There were several reasons why Macron approved the solo appearance of the EU flag on the Arc to mark the beginning of France’s six months presidency of the EU council. There were several reasons why he abandoned presidential decorum and said that his government’s anti-Covid strategy was to harass and “piss off” the non-vaccinated.

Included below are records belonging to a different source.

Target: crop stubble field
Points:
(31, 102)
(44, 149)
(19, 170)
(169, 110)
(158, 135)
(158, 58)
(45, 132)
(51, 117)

It is no coincidence that both actions caused some embarrassment for Pécresse, who is struggling to hold together the two wings of her party: the moderate conservative, pro-Europeans and the hard-line, nationalist and populists.
She was obliged to follow Le Pen and Zemmour in making a fuss about the flag, unsettling the moderate pro-Europeans. She felt obliged — despite Macron’s uncouth description of his strategy — to continue her support for the government’s proposed, tougher “vaccine pass”, which will deny all fun and travel to the unvaxxed. That threatens to anger the libertarian and populist sections of Les Républicains.
Earlier this week, Pécresse put on a show of strength by unveiling her campaign politburo, including two of the men she defeated in the party primary on 4 December. They included the hard-Right parliamentarian, Eric Ciotti, who makes no secret of his admiration for Zemmour. They also included the former EU Brexit negotiator, Michel Barnier.
She called them “my great army of conquest to serve France”. “Grande Armée” was a reference to the Emperor Napoleon while “conquest” was a reference to Zemmour’s new anti-migration, anti-Islam, Europhobic party, “Reconquête”.
Moderate members of Les Républicains have been unhappy with Pécresse’s first month of campaigning. They fear that, far from proving an inspired general, she has been taken captive by the Right wing of her own army.
That, they fear, will make it harder to “reconquer” the parts of the centre-Right vote which deserted her party for Macron in 2017 — and the many other moderate voters who are tempted to stick with the President this year.
Other party insiders say that Pécresse has no choice but to campaign to the Right to push ahead of Le Pen and Zemmour in Round One and claim one of the two places in the run-off. Most recent polls place her neck and neck with Le Pen on 16%, with Zemmour just behind and Macron 7 to 10 points ahead. If she reaches the second round, the insiders believe she will win.
Macron’s manoeuvres in recent days suggest that the President agrees with them. He fears neither Le Pen nor Zemmour. He does fear Pécresse. He will do all that he can in the next 100 days to split Les Républicains and embarrass her.